Der „Digital Black Forest“ zieht ein erstes Resümee. Das Projekt, das infrastrukturelle Nachteile des ländlichen Raumes mit den Möglichkeiten der Digitalisierung auszugleichen versucht, bittet die Bürger in den Landkreisen Calw und Freudenstadt nun um kreative Ideen.
Das Projekt „Digital Black Forest“ will nun die Bürger in die Digitalisierungsbestrebungen miteinbeziehen. In der ersten Phase des Projekts geht es darum, die Bedürfnisse der Menschen, die in ländlichen Regionen leben, zu verstehen. Aus diesen Bedürfnissen können dann im nächsten Schritt Maßnahmen abgeleitet werden, die vermeintliche Probleme oder Herausforderungen lösen, so Projektleiter Matthias Proske, Verbandsdirektor des Regionalverbands Nordschwarzwald. 
 
Aus diesem Grund hat das Projekt vier „Bürger-Workshops“ ins Leben gerufen. 

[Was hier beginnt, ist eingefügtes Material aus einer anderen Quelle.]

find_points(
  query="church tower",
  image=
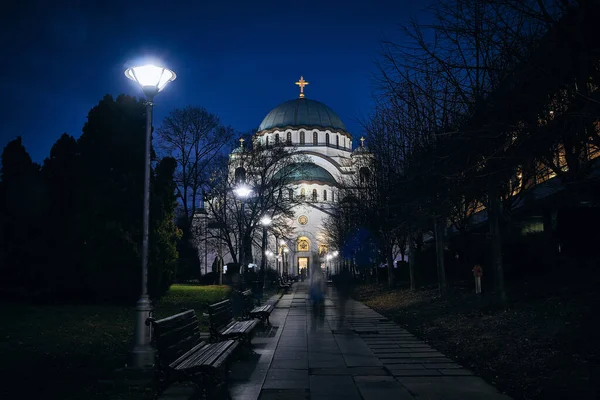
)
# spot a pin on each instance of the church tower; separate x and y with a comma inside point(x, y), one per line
point(315, 131)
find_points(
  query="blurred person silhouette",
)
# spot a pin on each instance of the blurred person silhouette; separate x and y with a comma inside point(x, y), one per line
point(344, 289)
point(317, 292)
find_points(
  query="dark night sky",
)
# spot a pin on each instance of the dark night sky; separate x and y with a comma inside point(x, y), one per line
point(239, 59)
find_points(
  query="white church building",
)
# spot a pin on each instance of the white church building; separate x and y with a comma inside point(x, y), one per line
point(314, 130)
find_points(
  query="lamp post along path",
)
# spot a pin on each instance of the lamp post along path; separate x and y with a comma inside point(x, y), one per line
point(152, 80)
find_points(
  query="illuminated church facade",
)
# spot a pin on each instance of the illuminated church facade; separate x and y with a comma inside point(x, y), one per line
point(315, 131)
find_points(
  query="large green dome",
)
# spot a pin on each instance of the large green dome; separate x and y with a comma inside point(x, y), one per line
point(306, 171)
point(302, 112)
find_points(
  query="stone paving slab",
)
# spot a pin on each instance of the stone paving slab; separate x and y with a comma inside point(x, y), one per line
point(361, 356)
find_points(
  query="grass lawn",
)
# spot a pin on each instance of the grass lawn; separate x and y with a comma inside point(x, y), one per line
point(543, 346)
point(61, 351)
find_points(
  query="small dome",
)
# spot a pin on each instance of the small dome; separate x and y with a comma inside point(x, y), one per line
point(302, 112)
point(361, 149)
point(307, 172)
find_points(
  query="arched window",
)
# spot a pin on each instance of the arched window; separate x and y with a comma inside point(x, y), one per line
point(240, 175)
point(364, 174)
point(303, 244)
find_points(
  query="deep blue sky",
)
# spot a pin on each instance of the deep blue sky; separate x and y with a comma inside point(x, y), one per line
point(239, 59)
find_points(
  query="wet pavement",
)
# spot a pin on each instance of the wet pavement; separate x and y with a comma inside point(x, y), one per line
point(362, 356)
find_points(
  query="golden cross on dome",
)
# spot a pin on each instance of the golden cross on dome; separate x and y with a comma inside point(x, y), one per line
point(301, 83)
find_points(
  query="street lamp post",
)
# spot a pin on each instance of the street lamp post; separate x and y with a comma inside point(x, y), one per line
point(242, 192)
point(286, 262)
point(265, 222)
point(152, 79)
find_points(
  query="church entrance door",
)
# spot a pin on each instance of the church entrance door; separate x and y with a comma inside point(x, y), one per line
point(303, 266)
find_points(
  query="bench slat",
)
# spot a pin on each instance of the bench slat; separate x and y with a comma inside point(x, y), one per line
point(197, 359)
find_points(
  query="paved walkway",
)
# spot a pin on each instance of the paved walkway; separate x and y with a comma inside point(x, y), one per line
point(364, 356)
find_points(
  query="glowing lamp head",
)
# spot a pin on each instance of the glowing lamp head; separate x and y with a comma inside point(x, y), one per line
point(151, 78)
point(242, 191)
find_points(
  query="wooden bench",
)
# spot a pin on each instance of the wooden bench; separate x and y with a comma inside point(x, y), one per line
point(184, 356)
point(261, 312)
point(224, 326)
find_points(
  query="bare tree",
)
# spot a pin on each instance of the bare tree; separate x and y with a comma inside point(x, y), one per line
point(270, 174)
point(194, 137)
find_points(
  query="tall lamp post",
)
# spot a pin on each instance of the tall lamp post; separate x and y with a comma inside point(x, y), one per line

„Nicht die Lösungen, die von Menschen an Schreibtischen entwickelt werden, sind die Besten, sondern diejenigen, die von Menschen entwickelt werden, die die Technik nachher auch nutzen“, unterstreicht Proske die Wichtigkeit der aktiven Beteiligung. 
 
In den Workshops werden Verbesserungsvorschläge in den Bereichen Grundversorgung, Mobilität, Work-Life-Balance und ärztliche Nahversorgung erarbeitet. Die erste Projektphase wird vom Land mit 45.000 Euro bezuschusst und mündet direkt in Projektideen, die im zweiten Teil des Projekts umgesetzt werden.